On May 21st, we reported on the newly-announced Department of Labor (“DOL”) proposal to narrow the “advice exception” to the reporting requirements of section 203 of the Labor-Management Reporting and Disclosure Act (“LMRDA”). In a nutshell, section 203 requires employers to annually report any arrangement with a third-party consultant to persuade employees as to their rights to organize and bargain collectively or to obtain certain information concerning the activities of employees or a labor organization involved in a labor dispute with the employer. The “advice exception” of section 203(c) provides that no annual report need be filed when a consultant gives “advice” to the employer. DOL’s current policy is to construe this exception broadly to exclude arrangements where the consultant has no direct contact with employees, but DOL now views this policy as overbroad and seeks to narrow it through rulemaking, as outlined in its Spring 2010 Regulatory Agenda.

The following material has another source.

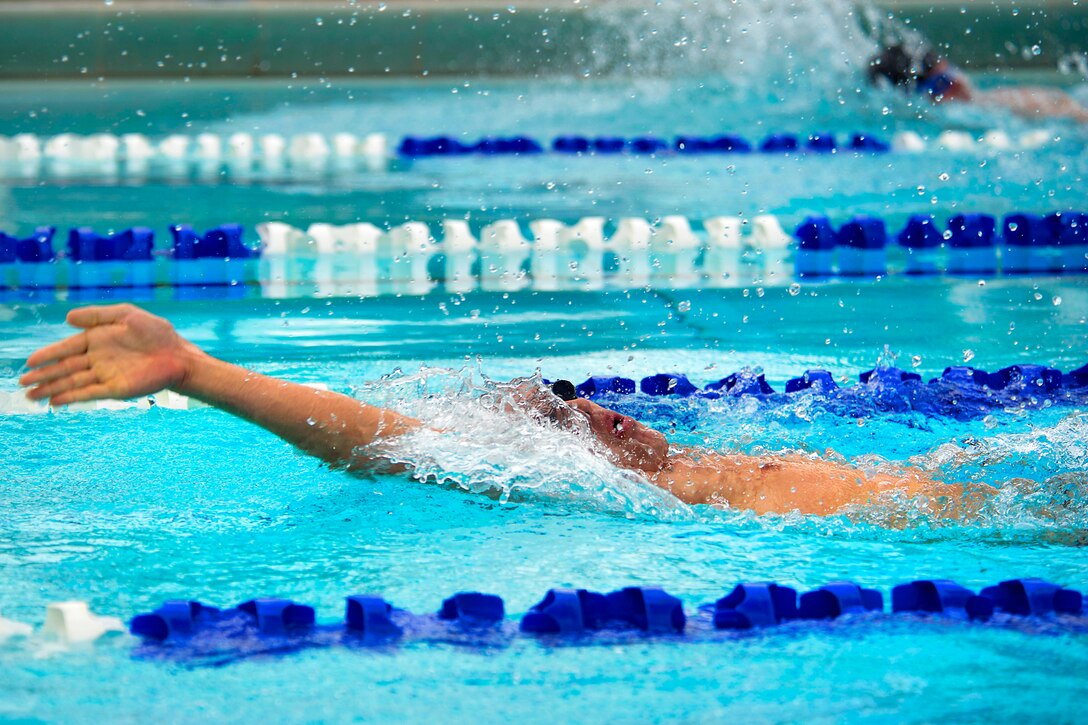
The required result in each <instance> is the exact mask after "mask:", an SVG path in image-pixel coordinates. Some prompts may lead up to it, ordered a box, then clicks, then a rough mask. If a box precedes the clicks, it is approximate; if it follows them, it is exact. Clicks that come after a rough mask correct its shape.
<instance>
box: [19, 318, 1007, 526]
mask: <svg viewBox="0 0 1088 725" xmlns="http://www.w3.org/2000/svg"><path fill="white" fill-rule="evenodd" d="M67 322H69V323H70V324H72V325H73V327H76V328H79V329H82V332H79V333H77V334H74V335H72V336H71V337H67V339H65V340H63V341H61V342H58V343H53V344H51V345H48V346H46V347H42V348H41V349H39V351H37V352H36V353H34V354H33V355H30V357H29V358H28V359H27V361H26V365H27V367H28V368H29V369H30V370H29V371H28V372H27V373H26V374H24V376H23V377H22V378H21V379H20V384H22V385H24V386H26V388H28V390H27V393H26V395H27V397H28V398H30V400H33V401H44V400H48V401H49V402H50V403H51V404H52V405H58V406H59V405H66V404H69V403H77V402H82V401H95V400H102V398H120V400H124V398H132V397H137V396H139V395H149V394H153V393H157V392H159V391H162V390H165V389H170V390H173V391H175V392H177V393H182V394H184V395H188V396H190V397H195V398H197V400H199V401H202V402H205V403H208V404H209V405H212V406H215V407H218V408H221V409H223V410H225V411H227V413H231V414H233V415H235V416H238V417H240V418H244V419H246V420H248V421H250V422H254V423H256V425H258V426H260V427H262V428H265V429H268V430H269V431H271V432H273V433H275V434H276V435H279V437H280V438H282V439H284V440H286V441H287V442H289V443H292V444H294V445H295V446H297V447H298V448H300V450H301V451H304V452H306V453H308V454H310V455H313V456H317V457H318V458H320V459H322V460H324V462H326V463H327V464H330V465H333V466H337V467H343V468H347V469H353V470H366V469H370V468H373V467H374V466H375V465H381V464H382V462H381V460H380V459H375V458H376V457H379V456H380V454H376V453H374V452H373V447H372V444H374V443H376V442H380V440H381V439H388V438H392V437H396V435H403V434H406V433H409V432H411V431H413V430H417V429H419V428H421V427H423V426H424V425H425V423H423V422H422V421H420V420H418V419H416V418H411V417H408V416H405V415H401V414H399V413H396V411H394V410H390V409H386V408H381V407H376V406H372V405H367V404H366V403H361V402H359V401H357V400H355V398H353V397H349V396H347V395H341V394H338V393H333V392H329V391H320V390H314V389H312V388H307V386H305V385H299V384H296V383H290V382H286V381H283V380H279V379H275V378H270V377H268V376H264V374H260V373H258V372H254V371H251V370H246V369H245V368H240V367H237V366H235V365H231V364H230V362H225V361H223V360H219V359H215V358H213V357H212V356H210V355H208V354H207V353H205V352H203V351H201V349H200V348H199V347H197V346H196V345H194V344H193V343H190V342H188V341H186V340H184V339H183V337H182V336H181V335H178V334H177V332H175V331H174V328H173V325H172V324H171V323H170V322H168V321H166V320H164V319H162V318H160V317H156V316H154V315H151V314H149V312H147V311H145V310H143V309H140V308H138V307H135V306H133V305H109V306H91V307H82V308H78V309H74V310H72V311H71V312H69V315H67ZM518 392H519V398H520V401H521V404H522V405H523V406H524V407H526V408H527V409H529V410H531V411H534V413H535V414H536V415H539V416H540V417H541V418H543V419H546V420H548V421H551V422H552V423H554V425H555V426H558V427H566V428H573V427H576V426H581V427H582V428H583V429H586V428H588V430H589V431H590V432H591V433H592V434H593V437H594V438H595V439H596V440H597V441H598V442H599V444H601V450H602V452H603V454H604V455H606V456H607V457H608V458H609V459H610V460H611V463H613V464H614V465H616V466H618V467H620V468H626V469H629V470H632V471H635V472H639V474H641V475H642V476H643V477H645V478H646V480H648V481H650V482H652V483H654V484H655V486H657V487H660V488H663V489H665V490H667V491H669V492H671V493H672V494H673V495H675V496H676V497H677V499H679V500H681V501H683V502H685V503H689V504H713V505H724V506H730V507H733V508H741V509H750V511H752V512H754V513H756V514H767V513H777V514H786V513H790V512H799V513H802V514H816V515H828V514H834V513H839V512H842V511H844V509H848V508H849V507H851V506H864V505H868V504H873V503H879V502H880V500H881V497H882V496H886V495H888V494H892V495H906V496H910V497H911V499H912V500H917V501H919V502H923V504H924V506H925V507H926V508H927V509H928V511H931V512H932V513H934V514H935V515H945V516H949V515H951V516H960V515H963V514H965V513H969V512H968V511H967V509H969V508H972V507H973V506H974V504H972V500H973V499H976V497H979V496H974V495H973V494H974V493H976V491H975V490H974V489H973V490H970V491H968V490H966V489H965V488H964V487H962V486H959V484H945V483H939V482H937V481H935V480H932V479H930V478H928V477H927V476H925V475H924V474H923V472H922V471H915V470H908V469H904V470H902V471H900V472H899V474H895V475H892V474H867V472H863V471H861V470H860V469H856V468H853V467H851V466H848V465H842V464H837V463H832V462H829V460H824V459H819V458H811V457H805V456H802V455H782V456H769V455H767V456H750V455H741V454H724V453H716V452H713V451H707V450H696V448H690V450H689V448H685V450H680V448H675V447H672V446H670V445H669V442H668V440H667V439H666V438H665V435H664V434H663V433H660V432H659V431H657V430H654V429H653V428H650V427H648V426H644V425H642V423H640V422H638V421H636V420H633V419H632V418H629V417H627V416H623V415H621V414H619V413H616V411H615V410H609V409H608V408H605V407H603V406H601V405H597V404H596V403H593V402H592V401H588V400H584V398H579V397H576V395H574V390H573V385H571V384H570V383H569V382H564V381H560V383H557V384H556V385H555V386H554V390H553V391H551V392H549V391H546V390H543V389H541V388H537V386H528V385H526V386H522V388H521V389H519V391H518ZM368 451H369V453H368ZM987 489H988V490H989V491H992V490H993V489H990V487H979V490H978V493H981V494H982V496H981V497H985V493H986V490H987Z"/></svg>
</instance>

DOL’s Office of Labor-Management Standards (“OLMS”) held a public meeting on May 24th in Washington, D.C. regarding DOL’s new proposal. The purpose of the meeting was to receive comments on the planned rulemaking, and the meeting was considered a “listening session” for DOL. Following a brief introduction to the issues, the floor was opened to those wishing to provide related comments, which became part of the record for the planned rulemaking.
A number of labor-affiliated attendees at the meeting, including the AFL-CIO and the Mine Workers of America, and spoke in favor of the new regulatory initiative. On the other side of the aisle, attendees from the business community, such as the U.S. Chamber of Commerce and the National Association of Manufacturers, opined that narrowing section 203(c)’s advice exception would adversely impact attorney-client communications and would hinder the free speech rights of employers.
Speaking on behalf of the U.S. Chamber of Commerce, Michael Eastman, Executive Director of Labor Law Policy, expressed concern that narrowing the advice exception will make it more difficult for employers to obtain legal advice regarding labor relations and the National Labor Relations Act (“NLRA”). Eastman also stated that the LMRDA is designed to provide disclosure when employers engage third parties to interact with and persuade employees, “because employees may not otherwise know such individuals are agents of the employer,” but that “this is not true in the case of the employer’s supervisors, managers, and officers.”
The rulemaking process takes some time, and we will let you know as soon as DOL publishes a formal Notice of Proposed Rulemaking, at which time comments on the proposed rule can and should be submitted.